Data Visualization

One of the most exciting parts of the Digital Latin Library project is the development of new information visualization techniques that will introduce the field of Latin scholarship—indeed textual scholarship in general—to novel ways of approaching texts as not just things to be read, but data to be analyzed, processed, and visualized. Likewise, this project's collaboration between Latinists and computer scientists will also advance the field of visual analytics, since visual analysis of text is relatively unexplored territory.

In his work on information visualization, co-PI Chris Weaver, associate professor in the University of Oklahoma's School of Computer Science, has developed Improvise, a "fully-implemented Java software architecture and user interface that enables users to build and browse highly-coordinated visualizations interactively." He's working with four graduate research assistants to use Improvise to create and develop a number of special visualizations for use with editions in the DLL's Library of Digital Latin Texts.

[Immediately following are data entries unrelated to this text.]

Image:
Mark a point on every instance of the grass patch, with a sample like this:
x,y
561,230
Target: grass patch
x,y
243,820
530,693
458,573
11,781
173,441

  • Shejuti Silvia is adapting a “storyline” visualization technique for sequential information in the primary text and apparatus. One application would be to display variations in the grouping of witnesses in entries from the start to the end of an edition, i.e. which witnesses appear together from entry to entry and page to page.
  • Bharathi Asokarajan is using a “pixel-based” visualization technique to provide a compact graphical summary of all pages of an edition. The resulting visual overview will allow the user to quickly scan the entire edition for locations, densities, and patterns of words in the primary text that match user-specified criteria, for instance all words noted by witnesses in a particular century.
  • Sudarshan Vangala is investigating a more systems-oriented thesis project, to develop an interaction server for remote multi-user interaction with running visualizations, similar to shared editing of documents in Google Docs. This capability would allow LDLT users to work in closer collaboration by allowing them to browse and query digital editions together (remotely or not, synchronously or not).
  • Vamshi Sunchu is developing a thesis related to his role in implementing the data storage and querying layers of the LDLT. One possible thesis topic is automatic generation of human-readable layout (positions, lines, pages) of fractionated text. A practical solution would help us design a central view of the digital edition that, in response to interactive filtering, performs true positional elision of words and higher-level document structure, while preserving the general look (i.e., conventional text layout) of a paper edition.

Since these visualizations and others require more information processing than is practicable online, users of the DLL will have access to a downloadable standalone desktop application that they can use with data files from the LDLT.